Cost savings in Egypt and rising volumes in Sub-Saharan Africa were not enough to prevent HeidelbergCement’s Africa-Eastern Mediterranean Basin business reporting a fall in earnings in 2017, as weak Egyptian volumes and margin pressure in Sub-Saharan Africa more than offset the more positive trends.
Like-for-like earnings down 2.7% in 2017 at €367 million, while cement volumes were down 0.6% at 19 million t.
Volume growth in Sub-Saharan Africa was “not sufficient to compensate for the decline in Egypt due to the weak economy of the country,” HeidelbergCement said in its latest results. “On the cost side, Egypt could realise significant savings due to […] synergies and the adjustment of the fuel-mix due to the commissioning of a new coal mill. However, this was not sufficient to compensate for the margin pressure in the sub-Saharan countries.”
There was however signs of improvement through the year with sales volumes growth in 4Q17 well above the annual average.

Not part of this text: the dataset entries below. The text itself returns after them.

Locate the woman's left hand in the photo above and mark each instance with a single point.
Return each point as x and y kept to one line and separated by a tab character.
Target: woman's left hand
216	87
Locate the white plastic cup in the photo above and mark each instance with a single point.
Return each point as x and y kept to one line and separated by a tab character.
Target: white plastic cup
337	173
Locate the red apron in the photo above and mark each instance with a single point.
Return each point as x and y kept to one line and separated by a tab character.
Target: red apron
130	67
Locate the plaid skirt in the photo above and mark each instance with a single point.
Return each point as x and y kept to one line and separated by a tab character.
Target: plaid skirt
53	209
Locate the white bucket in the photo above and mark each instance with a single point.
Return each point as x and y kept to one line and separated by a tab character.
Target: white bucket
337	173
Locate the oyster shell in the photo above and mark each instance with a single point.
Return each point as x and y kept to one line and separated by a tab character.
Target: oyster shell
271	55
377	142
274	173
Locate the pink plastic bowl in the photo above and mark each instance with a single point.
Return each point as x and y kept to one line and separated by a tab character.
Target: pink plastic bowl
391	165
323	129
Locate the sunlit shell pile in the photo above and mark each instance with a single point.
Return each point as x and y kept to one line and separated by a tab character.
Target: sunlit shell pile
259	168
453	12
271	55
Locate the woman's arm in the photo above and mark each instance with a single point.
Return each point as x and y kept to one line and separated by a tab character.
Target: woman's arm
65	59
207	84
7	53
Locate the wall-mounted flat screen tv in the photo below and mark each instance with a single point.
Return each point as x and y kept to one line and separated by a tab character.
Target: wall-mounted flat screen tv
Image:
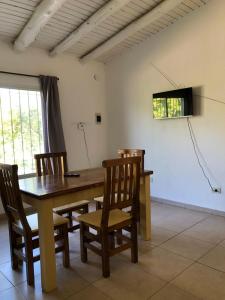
173	104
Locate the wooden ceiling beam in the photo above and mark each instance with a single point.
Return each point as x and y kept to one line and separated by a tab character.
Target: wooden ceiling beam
140	23
44	11
97	18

Cement volumes were up 6.2% in the final quarter, while volumes of aggregates, ready-mixed concrete, and asphalt were significantly higher. Earnings meanwhile were up 20.2% in 4Q17.
Demand growth is expected to accelerate through 2018, according to Dr Bernd Scheifele, Chairman of the Management Board at HeidelbergCement, continuing the positive trend seen at the end of 2017. Competition will however continue to pressurise margins across the region.